Setelah pemberontakan PETA menemui kegagalan, Supriyadi menghilang dan nasibnya tidak pernah diketahui. Meskipun pada akhirnya ditunjuk sebagai menteri keamanan rakyat yang pertama dalam Kabinet Presidensial, ia akhirnya digantikan oleh Imam Muhammad Suliyoadikusumo pada tanggal 20 Oktober 1945 karena Supriyadi tidak pernah muncul.

Bagaimana dan di mana Supriyadi meninggal tetap menjadi misteri yang belum terpecahkan hingga saat ini.

Supriyadi adalah anak pertama dari Raden Darmadi, bupati Blitar setelah proklamasi kemerdekaan.

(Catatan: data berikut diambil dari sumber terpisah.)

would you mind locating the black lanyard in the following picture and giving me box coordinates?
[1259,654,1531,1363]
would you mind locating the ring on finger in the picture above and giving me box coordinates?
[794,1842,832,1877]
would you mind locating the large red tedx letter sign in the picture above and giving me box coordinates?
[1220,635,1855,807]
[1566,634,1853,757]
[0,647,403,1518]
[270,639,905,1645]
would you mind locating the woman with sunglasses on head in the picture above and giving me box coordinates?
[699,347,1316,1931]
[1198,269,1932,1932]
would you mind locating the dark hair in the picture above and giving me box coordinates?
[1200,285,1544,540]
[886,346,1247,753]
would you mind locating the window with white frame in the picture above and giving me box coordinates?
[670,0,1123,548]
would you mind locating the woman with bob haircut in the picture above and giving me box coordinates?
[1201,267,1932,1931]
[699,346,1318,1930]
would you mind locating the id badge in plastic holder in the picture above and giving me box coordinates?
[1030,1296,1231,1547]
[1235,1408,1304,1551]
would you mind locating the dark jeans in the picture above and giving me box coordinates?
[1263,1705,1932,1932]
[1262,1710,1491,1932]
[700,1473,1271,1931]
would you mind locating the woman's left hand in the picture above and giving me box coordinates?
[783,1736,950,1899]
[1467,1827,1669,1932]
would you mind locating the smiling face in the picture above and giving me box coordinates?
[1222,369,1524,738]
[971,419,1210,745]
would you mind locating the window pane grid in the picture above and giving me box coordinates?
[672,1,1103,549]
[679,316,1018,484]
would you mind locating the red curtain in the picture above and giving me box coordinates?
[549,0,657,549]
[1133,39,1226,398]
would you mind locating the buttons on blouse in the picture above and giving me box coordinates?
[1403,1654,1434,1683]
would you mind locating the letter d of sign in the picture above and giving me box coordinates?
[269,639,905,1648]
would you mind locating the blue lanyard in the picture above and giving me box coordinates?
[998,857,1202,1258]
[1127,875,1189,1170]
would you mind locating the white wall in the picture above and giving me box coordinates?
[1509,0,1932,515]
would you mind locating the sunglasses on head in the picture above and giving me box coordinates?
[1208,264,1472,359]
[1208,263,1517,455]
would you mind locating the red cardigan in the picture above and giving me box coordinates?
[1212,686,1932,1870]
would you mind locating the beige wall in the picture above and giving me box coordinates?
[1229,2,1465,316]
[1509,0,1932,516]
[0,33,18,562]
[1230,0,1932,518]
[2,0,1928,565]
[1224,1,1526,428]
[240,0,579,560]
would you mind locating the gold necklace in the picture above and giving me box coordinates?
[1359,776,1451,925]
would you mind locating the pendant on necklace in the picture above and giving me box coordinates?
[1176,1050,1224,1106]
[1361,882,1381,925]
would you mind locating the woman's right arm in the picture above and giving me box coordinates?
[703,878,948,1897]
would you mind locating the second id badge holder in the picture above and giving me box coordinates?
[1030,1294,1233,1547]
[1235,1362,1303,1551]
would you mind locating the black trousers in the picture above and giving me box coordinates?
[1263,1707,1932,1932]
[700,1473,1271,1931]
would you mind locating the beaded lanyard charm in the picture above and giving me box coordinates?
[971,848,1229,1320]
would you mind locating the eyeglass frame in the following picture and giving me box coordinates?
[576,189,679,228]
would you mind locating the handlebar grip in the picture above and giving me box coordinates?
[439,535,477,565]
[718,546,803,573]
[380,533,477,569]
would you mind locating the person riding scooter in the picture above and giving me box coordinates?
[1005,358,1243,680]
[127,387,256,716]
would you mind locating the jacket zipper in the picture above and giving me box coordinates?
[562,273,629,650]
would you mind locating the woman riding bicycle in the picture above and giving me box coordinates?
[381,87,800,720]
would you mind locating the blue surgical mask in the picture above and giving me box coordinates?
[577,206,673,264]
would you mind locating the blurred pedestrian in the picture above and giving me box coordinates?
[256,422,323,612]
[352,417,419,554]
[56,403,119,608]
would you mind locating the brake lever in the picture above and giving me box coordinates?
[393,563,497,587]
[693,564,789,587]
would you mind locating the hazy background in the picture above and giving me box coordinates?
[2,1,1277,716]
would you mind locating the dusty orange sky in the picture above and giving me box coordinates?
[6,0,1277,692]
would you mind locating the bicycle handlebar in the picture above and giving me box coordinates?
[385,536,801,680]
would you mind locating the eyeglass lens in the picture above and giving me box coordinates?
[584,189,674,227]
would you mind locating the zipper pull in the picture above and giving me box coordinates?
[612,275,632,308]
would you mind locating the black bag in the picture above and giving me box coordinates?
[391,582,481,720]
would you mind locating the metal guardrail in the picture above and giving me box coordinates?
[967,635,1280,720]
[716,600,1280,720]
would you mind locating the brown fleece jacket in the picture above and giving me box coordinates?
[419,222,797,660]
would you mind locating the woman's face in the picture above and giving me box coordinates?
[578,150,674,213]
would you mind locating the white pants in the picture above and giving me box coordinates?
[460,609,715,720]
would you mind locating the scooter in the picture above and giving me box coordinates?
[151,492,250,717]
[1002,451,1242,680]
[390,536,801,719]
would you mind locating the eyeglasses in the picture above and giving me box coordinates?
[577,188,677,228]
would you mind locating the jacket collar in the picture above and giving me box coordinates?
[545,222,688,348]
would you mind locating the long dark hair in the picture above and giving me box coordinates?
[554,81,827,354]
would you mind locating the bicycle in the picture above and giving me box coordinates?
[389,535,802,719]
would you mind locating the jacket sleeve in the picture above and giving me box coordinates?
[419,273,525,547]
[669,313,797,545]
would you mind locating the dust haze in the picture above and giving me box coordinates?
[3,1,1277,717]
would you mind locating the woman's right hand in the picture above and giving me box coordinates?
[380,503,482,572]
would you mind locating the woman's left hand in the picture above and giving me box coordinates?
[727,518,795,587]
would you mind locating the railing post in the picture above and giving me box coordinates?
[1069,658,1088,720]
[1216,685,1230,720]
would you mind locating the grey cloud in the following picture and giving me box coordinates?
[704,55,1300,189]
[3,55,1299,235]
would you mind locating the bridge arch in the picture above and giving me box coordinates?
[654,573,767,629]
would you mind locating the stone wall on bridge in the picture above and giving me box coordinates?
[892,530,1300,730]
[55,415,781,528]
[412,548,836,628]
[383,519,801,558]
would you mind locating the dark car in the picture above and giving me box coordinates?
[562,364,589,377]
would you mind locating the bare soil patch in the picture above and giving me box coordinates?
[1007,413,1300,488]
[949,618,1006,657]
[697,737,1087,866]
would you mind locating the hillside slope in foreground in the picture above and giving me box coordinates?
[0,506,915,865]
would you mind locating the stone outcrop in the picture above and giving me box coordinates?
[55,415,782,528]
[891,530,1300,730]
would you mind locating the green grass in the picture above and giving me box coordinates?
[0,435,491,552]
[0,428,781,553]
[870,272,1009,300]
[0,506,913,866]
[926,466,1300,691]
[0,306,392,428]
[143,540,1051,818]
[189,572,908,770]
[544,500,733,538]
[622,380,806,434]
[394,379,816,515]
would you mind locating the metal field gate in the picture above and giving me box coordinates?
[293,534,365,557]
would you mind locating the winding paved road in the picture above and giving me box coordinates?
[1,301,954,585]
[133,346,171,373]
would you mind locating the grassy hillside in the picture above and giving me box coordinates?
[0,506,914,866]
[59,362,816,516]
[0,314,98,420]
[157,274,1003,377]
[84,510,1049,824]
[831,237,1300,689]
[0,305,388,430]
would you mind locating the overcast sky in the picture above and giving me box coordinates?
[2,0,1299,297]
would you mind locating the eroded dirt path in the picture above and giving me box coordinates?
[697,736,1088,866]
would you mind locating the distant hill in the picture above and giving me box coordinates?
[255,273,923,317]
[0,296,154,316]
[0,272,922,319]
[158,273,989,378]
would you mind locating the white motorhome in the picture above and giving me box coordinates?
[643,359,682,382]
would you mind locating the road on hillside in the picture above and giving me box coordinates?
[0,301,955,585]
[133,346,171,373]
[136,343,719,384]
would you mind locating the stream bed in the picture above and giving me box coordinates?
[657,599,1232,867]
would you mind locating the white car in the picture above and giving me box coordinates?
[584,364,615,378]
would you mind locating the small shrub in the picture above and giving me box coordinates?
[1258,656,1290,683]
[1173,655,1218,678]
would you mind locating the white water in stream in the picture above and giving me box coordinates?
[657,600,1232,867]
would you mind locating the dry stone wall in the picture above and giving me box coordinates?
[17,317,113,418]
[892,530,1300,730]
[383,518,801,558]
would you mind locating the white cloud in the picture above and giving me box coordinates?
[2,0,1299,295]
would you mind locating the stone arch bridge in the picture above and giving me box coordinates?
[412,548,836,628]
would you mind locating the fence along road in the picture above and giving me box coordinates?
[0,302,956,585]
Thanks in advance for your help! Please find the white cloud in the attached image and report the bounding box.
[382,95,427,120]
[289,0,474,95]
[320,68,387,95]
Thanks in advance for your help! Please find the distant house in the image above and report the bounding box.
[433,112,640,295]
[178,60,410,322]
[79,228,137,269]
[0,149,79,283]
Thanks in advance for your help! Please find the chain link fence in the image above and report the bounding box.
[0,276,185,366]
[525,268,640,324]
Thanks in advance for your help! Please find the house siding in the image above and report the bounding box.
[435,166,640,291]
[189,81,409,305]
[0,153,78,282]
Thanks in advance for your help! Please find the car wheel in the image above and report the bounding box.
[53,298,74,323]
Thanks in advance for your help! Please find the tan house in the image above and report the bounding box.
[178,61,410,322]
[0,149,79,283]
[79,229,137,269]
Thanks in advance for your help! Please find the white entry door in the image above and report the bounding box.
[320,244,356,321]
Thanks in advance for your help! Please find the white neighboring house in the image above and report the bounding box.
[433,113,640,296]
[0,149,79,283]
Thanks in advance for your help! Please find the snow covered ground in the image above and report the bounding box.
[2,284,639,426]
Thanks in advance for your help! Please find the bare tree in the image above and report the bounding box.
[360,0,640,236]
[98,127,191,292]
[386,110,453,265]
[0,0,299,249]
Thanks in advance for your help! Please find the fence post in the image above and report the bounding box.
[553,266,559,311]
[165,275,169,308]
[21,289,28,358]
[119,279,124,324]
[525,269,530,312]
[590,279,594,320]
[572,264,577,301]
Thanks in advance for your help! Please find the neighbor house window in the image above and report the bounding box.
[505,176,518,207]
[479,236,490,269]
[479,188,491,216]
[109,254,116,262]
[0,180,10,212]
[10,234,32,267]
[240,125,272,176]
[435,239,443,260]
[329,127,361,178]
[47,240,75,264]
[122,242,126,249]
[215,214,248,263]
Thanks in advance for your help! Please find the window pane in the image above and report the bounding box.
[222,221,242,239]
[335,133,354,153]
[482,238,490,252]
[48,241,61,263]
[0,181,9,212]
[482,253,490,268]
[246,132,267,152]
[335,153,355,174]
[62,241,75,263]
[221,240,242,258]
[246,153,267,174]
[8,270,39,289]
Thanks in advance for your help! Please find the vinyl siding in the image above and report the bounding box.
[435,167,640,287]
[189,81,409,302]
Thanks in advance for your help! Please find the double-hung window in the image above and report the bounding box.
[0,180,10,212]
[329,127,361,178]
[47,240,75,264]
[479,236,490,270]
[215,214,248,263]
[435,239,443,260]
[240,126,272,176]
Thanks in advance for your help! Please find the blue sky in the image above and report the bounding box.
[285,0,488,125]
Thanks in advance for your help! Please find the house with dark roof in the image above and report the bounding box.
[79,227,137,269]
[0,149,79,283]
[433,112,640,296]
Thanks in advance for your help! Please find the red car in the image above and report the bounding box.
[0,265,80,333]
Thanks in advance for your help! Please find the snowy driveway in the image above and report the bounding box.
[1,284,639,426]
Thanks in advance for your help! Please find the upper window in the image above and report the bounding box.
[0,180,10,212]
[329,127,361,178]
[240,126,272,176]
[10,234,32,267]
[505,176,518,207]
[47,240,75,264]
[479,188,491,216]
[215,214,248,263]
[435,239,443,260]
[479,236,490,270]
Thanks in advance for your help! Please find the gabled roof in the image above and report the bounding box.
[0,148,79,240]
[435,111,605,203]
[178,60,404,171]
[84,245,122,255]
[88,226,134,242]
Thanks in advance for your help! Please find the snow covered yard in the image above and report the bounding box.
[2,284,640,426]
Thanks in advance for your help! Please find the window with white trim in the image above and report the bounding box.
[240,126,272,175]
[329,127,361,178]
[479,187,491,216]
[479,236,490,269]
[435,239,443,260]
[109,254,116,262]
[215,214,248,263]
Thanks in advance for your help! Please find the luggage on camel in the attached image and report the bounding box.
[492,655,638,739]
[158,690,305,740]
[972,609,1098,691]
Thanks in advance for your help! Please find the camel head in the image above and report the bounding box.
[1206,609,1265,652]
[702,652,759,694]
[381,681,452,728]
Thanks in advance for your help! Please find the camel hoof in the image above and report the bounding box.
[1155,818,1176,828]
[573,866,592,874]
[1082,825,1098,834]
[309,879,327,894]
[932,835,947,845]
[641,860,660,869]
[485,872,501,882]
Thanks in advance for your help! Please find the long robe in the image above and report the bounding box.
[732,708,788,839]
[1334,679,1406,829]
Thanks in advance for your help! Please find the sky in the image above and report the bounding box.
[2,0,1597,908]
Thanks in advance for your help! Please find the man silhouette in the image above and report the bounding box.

Jejak historis Shodanco Supriyadi dapat ditemukan di Desa Serang, Kecamatan Panggungrejo, Kabupaten Blitar. Di desa ini, Supriyadi menemukan inspirasi perjuangan dan kemudian memimpin pemberontakan bersejarah pada tanggal 14 Februari 1945.

“Di Desa Serang, terdapat bekas asrama Soeprijadi dan tentara PETA, namun kini telah menjadi perkampungan. Saat tinggal di asrama Serang, dia menyaksikan penderitaan para Romusha yang dulu dipekerjakan oleh Jepang untuk membangun tanggul di Pantai Serang dan Pantai Tambakrejo. Romusha ini menghadapi penderitaan yang besar, karena makanan mereka tidak dijamin oleh Jepang, tetapi oleh penduduk sekitar. Soeprijadi, sebagai pemimpin PETA, tidak tahan melihat penderitaan mereka dan memutuskan untuk memulai pemberontakan,” kata Raban Yuwono, pengurus Paguyuban Mocopat Blitar Kawentar.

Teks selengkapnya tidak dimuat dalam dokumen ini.